Yesterday afternoon, contracted cafeteria workers at Intel’s Santa Clara headquarters won their vote to join UNITE HERE Local 19.
Following key wins by janitors, security officers and shuttle bus drivers, this victory for food service workers — the fastest growing subcontracted industry that serves the tech sector — breaks new ground for Silicon Valley Rising, our campaign to combat occupational segregation in the tech industry.
Cafeteria workers are part of the invisible workforce that is essential to the tech industry’s success, yet has been left struggling with low wages and sky-high living costs. This vote brings these workers out of the shadows, and shows how our movement to raise job standards is spreading across the tech sector.
Our research has found that compared to well-paid engineers and programmers, the subcontracted service workers who keep tech firms running smoothly are six times more likely to be black or Latino — and on average earn just one-sixth as much. Between 1990 and 2014, jobs at food service contractors in Silicon Valley have grown by 246 percent.
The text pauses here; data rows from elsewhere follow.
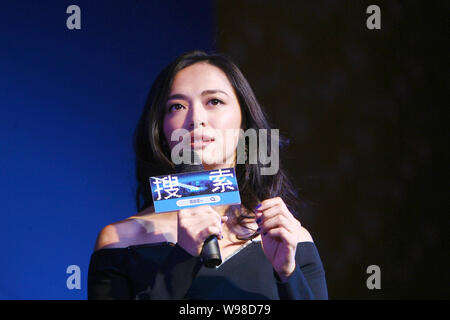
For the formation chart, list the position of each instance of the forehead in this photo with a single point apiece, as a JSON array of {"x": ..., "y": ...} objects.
[{"x": 200, "y": 76}]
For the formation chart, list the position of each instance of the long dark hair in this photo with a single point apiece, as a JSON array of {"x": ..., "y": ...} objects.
[{"x": 153, "y": 153}]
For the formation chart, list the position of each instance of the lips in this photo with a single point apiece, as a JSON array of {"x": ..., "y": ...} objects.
[{"x": 200, "y": 140}]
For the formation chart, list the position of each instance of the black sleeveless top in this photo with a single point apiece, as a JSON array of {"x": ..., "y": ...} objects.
[{"x": 167, "y": 271}]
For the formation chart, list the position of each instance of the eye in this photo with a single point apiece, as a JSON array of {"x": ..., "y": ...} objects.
[
  {"x": 175, "y": 107},
  {"x": 215, "y": 102}
]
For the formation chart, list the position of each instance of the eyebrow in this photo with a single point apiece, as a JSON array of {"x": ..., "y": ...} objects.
[{"x": 204, "y": 93}]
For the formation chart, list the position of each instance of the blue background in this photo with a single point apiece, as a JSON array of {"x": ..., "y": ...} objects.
[{"x": 69, "y": 102}]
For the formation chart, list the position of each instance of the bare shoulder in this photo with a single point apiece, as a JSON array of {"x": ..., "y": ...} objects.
[
  {"x": 144, "y": 227},
  {"x": 304, "y": 235}
]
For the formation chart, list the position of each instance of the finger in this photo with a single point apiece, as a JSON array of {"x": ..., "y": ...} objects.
[
  {"x": 277, "y": 221},
  {"x": 273, "y": 212},
  {"x": 209, "y": 231},
  {"x": 268, "y": 203}
]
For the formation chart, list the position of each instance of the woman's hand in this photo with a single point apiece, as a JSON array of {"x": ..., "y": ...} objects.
[
  {"x": 280, "y": 232},
  {"x": 195, "y": 225}
]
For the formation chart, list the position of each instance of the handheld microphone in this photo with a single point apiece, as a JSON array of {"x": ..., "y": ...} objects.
[{"x": 210, "y": 254}]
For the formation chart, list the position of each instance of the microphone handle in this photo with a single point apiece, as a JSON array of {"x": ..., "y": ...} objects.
[{"x": 210, "y": 254}]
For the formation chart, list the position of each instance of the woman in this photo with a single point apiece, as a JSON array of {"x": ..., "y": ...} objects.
[{"x": 266, "y": 252}]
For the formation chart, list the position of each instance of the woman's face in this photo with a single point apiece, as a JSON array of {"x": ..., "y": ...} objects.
[{"x": 202, "y": 101}]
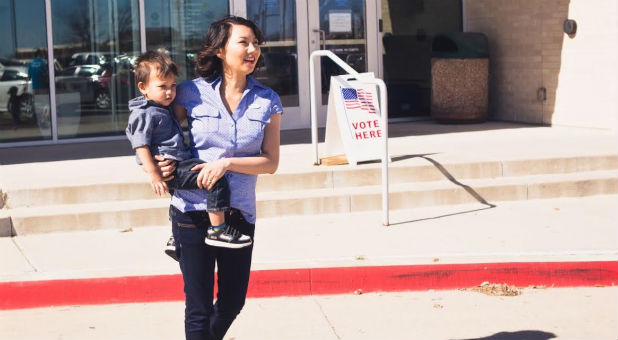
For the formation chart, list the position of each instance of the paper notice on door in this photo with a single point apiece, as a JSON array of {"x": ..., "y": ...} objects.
[{"x": 340, "y": 21}]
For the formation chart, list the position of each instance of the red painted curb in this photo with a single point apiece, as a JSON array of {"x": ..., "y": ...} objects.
[{"x": 312, "y": 281}]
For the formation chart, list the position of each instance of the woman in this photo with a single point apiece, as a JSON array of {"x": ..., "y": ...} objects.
[{"x": 234, "y": 122}]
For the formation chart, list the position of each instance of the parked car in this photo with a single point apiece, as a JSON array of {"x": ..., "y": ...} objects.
[
  {"x": 90, "y": 58},
  {"x": 85, "y": 79},
  {"x": 15, "y": 80}
]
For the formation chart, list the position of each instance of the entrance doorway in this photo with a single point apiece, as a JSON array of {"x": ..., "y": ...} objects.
[
  {"x": 293, "y": 29},
  {"x": 408, "y": 30}
]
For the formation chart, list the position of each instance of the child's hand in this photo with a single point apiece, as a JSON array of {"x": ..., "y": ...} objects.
[{"x": 158, "y": 184}]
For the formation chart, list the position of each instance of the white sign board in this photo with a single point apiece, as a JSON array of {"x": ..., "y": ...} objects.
[
  {"x": 353, "y": 120},
  {"x": 340, "y": 22}
]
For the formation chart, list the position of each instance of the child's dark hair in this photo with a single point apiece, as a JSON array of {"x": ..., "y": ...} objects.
[
  {"x": 159, "y": 60},
  {"x": 208, "y": 65}
]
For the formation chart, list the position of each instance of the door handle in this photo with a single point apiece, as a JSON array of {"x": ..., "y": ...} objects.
[{"x": 322, "y": 37}]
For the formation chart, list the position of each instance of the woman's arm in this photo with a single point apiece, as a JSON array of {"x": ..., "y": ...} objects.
[{"x": 265, "y": 163}]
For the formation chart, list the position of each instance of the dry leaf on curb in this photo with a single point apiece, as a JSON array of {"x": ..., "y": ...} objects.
[{"x": 493, "y": 289}]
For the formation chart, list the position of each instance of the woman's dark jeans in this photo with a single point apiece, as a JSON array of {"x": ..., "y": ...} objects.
[
  {"x": 217, "y": 198},
  {"x": 203, "y": 320}
]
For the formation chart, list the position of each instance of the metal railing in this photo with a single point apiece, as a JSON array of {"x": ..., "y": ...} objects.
[{"x": 363, "y": 78}]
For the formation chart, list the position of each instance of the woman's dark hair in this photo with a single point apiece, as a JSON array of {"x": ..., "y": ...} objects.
[
  {"x": 157, "y": 59},
  {"x": 208, "y": 65}
]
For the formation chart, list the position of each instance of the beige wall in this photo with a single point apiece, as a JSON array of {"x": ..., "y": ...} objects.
[{"x": 529, "y": 50}]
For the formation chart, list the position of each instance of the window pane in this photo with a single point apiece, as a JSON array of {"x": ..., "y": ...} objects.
[
  {"x": 277, "y": 20},
  {"x": 343, "y": 24},
  {"x": 178, "y": 28},
  {"x": 24, "y": 81},
  {"x": 95, "y": 43}
]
This victory for the workers at Intel, employed by a contractor called Eurest, is a new breakthrough in the larger effort by Silicon Valley’s workers and communities to build an inclusive middle class in the region. It comes after a year-long effort by these workers — whose green badges signified they couldn’t access the services available to blue-badged direct employees — to organize for decent wages, respect, and a voice at work.
The Intel vote comes on the heels of the announcement Wednesday morning that shuttle bus drivers at Bauer’s Intelligent Transportation — which operates shuttles for Cisco, Zynga, Electronic Arts, and Intuit — have joined the Teamsters Local 665, making this a big week for subcontracted employees standing together to ensure all tech workers share in the industry’s success.